The pandemic desert is seething with serpents and scorpions. Post-impeachment fallout, proud boys, vaccine appointments. The emptiness, where once we lounged on bar stools watching the passing parade, is now an electronic empire advancing on us from all sides. All roads lead to an algorithm. From behind our masks, we’re left gasping for air. Meanwhile, the larger reality of living and dying continues to unfold, but we’re losing our capacity to make sense of it and engage with it. For those of us who have lost loved ones, this reality is definitely not virtual and yet the people we have lost seem to have vanished into thin air on email, on Facebook.

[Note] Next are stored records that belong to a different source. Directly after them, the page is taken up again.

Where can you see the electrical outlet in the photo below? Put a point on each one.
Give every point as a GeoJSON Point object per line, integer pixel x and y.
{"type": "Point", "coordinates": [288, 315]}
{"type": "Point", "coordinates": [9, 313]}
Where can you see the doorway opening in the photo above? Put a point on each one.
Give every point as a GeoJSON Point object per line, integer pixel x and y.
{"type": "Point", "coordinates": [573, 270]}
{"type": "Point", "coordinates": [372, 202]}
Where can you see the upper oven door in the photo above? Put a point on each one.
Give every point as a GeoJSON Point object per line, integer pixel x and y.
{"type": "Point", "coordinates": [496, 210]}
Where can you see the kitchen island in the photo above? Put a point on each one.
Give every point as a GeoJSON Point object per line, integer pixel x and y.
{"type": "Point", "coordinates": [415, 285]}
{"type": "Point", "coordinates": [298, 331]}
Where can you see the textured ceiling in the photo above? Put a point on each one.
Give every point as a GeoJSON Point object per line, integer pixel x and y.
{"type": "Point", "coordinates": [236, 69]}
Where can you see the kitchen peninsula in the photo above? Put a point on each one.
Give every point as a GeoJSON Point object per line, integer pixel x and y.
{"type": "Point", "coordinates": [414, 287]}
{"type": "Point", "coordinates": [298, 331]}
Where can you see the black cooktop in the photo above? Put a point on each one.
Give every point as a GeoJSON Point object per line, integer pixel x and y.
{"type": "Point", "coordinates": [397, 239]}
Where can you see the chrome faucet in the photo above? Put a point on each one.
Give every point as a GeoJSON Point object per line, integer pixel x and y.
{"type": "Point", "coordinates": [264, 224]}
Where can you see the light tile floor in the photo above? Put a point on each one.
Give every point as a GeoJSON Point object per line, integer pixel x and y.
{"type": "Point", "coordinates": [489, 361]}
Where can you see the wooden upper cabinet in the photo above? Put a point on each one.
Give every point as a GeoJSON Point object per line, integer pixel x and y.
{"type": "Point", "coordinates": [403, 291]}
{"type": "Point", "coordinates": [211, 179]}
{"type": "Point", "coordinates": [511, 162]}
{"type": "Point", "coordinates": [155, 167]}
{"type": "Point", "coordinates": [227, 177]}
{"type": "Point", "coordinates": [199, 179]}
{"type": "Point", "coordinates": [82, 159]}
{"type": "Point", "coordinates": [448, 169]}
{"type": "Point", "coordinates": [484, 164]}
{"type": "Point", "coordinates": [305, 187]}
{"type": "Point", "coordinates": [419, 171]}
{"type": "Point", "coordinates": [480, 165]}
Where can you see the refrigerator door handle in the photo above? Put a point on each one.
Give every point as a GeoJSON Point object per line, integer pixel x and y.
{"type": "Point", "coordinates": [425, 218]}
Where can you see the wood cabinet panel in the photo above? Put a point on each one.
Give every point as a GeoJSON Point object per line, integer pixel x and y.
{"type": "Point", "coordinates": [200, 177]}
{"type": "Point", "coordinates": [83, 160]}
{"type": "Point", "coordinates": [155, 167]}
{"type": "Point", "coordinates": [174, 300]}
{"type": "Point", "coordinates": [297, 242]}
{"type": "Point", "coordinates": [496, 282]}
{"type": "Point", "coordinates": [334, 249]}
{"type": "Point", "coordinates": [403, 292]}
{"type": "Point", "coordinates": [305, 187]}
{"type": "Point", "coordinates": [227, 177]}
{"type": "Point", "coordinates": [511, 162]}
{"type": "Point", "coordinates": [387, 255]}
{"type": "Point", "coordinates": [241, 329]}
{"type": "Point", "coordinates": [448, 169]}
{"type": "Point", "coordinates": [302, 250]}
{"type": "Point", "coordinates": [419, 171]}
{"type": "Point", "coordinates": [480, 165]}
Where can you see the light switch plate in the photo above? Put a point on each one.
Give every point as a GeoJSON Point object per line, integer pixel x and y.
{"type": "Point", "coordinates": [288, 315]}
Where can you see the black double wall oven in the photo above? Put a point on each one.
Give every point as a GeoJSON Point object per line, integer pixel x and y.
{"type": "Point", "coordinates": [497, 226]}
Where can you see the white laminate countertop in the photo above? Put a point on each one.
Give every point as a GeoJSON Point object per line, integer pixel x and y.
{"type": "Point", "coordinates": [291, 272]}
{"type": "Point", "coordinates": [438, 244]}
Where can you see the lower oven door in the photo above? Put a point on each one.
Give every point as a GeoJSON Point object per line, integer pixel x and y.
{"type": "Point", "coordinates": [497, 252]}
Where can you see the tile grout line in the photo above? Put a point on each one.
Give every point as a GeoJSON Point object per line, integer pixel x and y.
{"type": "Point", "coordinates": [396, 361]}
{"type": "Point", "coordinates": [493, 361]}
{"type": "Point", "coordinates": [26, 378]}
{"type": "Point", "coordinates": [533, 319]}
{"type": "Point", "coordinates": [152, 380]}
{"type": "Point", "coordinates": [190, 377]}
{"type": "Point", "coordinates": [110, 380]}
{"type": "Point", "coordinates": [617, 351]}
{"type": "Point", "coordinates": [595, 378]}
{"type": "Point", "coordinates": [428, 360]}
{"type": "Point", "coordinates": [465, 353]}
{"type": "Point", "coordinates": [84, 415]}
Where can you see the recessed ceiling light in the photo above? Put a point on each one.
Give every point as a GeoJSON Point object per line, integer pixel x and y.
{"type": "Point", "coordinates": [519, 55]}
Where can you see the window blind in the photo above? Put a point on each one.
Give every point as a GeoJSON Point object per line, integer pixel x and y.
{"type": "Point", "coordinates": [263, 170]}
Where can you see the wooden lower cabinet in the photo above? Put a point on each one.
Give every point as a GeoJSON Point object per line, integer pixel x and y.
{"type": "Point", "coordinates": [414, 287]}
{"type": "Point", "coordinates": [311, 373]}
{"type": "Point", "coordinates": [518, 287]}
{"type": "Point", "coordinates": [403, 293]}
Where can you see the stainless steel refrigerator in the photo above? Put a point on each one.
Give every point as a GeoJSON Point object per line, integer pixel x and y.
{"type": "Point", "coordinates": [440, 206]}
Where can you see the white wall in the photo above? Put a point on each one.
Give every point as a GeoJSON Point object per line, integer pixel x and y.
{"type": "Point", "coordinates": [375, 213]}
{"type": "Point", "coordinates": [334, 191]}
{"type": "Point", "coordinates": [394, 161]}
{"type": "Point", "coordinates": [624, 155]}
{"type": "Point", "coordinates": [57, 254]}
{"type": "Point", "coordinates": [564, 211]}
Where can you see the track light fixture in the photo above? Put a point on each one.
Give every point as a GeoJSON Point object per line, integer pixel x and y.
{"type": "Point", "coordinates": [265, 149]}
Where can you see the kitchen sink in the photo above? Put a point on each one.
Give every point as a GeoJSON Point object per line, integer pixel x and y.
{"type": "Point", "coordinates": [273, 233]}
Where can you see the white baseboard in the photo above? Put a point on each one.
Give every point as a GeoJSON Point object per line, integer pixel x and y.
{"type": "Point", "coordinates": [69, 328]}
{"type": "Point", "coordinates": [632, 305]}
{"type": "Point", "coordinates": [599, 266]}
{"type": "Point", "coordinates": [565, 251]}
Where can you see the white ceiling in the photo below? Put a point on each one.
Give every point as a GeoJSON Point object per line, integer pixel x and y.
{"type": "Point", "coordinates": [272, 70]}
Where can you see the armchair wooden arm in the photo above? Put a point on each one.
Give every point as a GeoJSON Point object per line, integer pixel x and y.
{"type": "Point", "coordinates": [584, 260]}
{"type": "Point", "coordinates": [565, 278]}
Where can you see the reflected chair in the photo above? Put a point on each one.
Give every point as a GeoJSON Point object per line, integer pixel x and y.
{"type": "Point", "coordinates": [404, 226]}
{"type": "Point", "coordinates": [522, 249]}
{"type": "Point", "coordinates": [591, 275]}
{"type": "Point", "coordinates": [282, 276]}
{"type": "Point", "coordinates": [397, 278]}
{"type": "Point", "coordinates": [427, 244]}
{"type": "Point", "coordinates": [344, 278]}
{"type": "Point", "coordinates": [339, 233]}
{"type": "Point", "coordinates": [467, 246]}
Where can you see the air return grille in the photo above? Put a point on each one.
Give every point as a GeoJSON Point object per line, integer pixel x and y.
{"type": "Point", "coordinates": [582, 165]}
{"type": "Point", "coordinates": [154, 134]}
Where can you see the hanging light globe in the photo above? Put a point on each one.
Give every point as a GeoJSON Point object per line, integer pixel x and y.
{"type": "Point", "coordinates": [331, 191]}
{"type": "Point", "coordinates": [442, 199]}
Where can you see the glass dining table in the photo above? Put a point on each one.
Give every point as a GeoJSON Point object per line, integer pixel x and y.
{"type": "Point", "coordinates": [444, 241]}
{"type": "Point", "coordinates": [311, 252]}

I remember a quaint time in the middle distance when people would save the voice mail messages of family members after they died to preserve the idiosyncrasies of their speech, their inflection. Now, they are eternally everywhere, the departed, lost to covid and other more old-fashioned diseases. They are everywhere and nowhere. They’ve been shared and attached in the ether ostensibly to comfort all of us who didn’t have an opportunity to properly say goodbye, or god forbid, hug them and inhale their scent. Technology makes some things easier, but cuts us off from our essential process. Air travel gets us to where we want to go much faster than the old Chevy, but think of all the scenery we’ve missed. Photos and videos of someone who has just died relieve the sting, but short-circuit the deeper mourning. Where did she go, my beautiful friend I didn’t say goodbye to, who had no funeral, but who continues to smile at me from the corner of my desktop?

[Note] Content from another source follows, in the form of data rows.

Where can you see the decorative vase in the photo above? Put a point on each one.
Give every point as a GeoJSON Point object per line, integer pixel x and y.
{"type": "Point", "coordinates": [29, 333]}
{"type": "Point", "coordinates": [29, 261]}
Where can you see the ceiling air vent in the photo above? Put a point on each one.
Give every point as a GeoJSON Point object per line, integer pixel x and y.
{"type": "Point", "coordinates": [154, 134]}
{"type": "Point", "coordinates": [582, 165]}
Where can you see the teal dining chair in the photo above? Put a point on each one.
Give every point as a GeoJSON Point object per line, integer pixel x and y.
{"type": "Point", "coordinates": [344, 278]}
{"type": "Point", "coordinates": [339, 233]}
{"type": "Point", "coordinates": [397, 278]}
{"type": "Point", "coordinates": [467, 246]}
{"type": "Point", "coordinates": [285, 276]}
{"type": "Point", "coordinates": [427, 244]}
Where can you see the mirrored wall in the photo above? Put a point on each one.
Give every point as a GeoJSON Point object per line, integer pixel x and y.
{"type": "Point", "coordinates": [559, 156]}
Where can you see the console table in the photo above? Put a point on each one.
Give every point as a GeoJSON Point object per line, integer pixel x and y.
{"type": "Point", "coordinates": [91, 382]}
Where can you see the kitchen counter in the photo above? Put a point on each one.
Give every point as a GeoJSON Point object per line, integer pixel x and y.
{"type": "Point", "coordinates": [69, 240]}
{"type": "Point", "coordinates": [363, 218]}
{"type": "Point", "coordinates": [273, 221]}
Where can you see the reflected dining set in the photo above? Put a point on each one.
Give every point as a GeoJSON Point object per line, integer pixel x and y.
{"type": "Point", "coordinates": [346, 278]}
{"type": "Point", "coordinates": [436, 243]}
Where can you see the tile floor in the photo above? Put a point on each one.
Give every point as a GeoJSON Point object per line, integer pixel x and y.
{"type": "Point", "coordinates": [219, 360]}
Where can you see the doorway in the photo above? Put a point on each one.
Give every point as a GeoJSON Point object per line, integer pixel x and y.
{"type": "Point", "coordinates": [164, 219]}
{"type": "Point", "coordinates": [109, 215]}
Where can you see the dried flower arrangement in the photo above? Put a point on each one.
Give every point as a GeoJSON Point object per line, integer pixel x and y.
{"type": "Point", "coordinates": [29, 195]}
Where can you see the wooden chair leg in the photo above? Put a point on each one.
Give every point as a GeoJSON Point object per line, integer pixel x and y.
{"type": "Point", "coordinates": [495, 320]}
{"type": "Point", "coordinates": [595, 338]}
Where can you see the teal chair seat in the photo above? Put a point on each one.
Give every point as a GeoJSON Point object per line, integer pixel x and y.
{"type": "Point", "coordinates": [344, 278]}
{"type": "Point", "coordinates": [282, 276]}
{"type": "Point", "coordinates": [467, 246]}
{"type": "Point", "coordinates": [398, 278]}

In the pandemic desert, there is no communal witness. Ancient traditions developed in the recognition that there is a time for private grieving, but also a time for collective mourning, when the community gathers to remember. In the Jewish tradition, the deceased is never alone from the time of death to the time of burial. This is called shmira or watching. We are not quite ready to let go, so someone recites psalms and stays with the deceased as long as possible. Afterwards, there is a period of shiva when the immediate family receives friends and other relatives to break bread and share stories. In most households, this is not a scripted event. Cousins wander in and out. If a man has died, someone is always asking his widow if she wants coffee and cake. Of course, that is not what she wants, but the question takes the edge off the chill. She is being held by her people. Now, both the shmira and shiva belong to zoom. People occupy little boxes on the screen. They stare out into the remote distance where the deceased lies all alone and later the bereaved sit disconnected from the breath of encounter. Breath is the enemy. Zoom is the best we can do and it’s a blessing to have it, but it would be a mistake to gloss over the large scale trauma that we are experiencing as more and more people transition from this life to the larger life in the absence of witness. We don’t know how much trauma children will experience going forward after a year of isolation and distance learning. They may make progress with fractions, but will they forget how to play? The same must be said for all of us who have struggled to mourn without tasting the salt of other people’s tears. The soup is missing an essential ingredient.
Many obituaries now end with a statement to the effect that the family will arrange for a memorial service at a later date when it’s safe to gather. What will those events be like, those belated rituals of letting go? And will some of them be forgotten as people return to the routines of what they believe to be real life and the threads of mourning unravel? Right now, we are on hold, waiting to hug, waiting to weep, waiting to witness.
Thank you Susie for easing a little of my own heartache! Well said as always...
Even though many have touched on this topic, I appreciate your characteristic graceful writing and heartfelt thoughts. Thanks.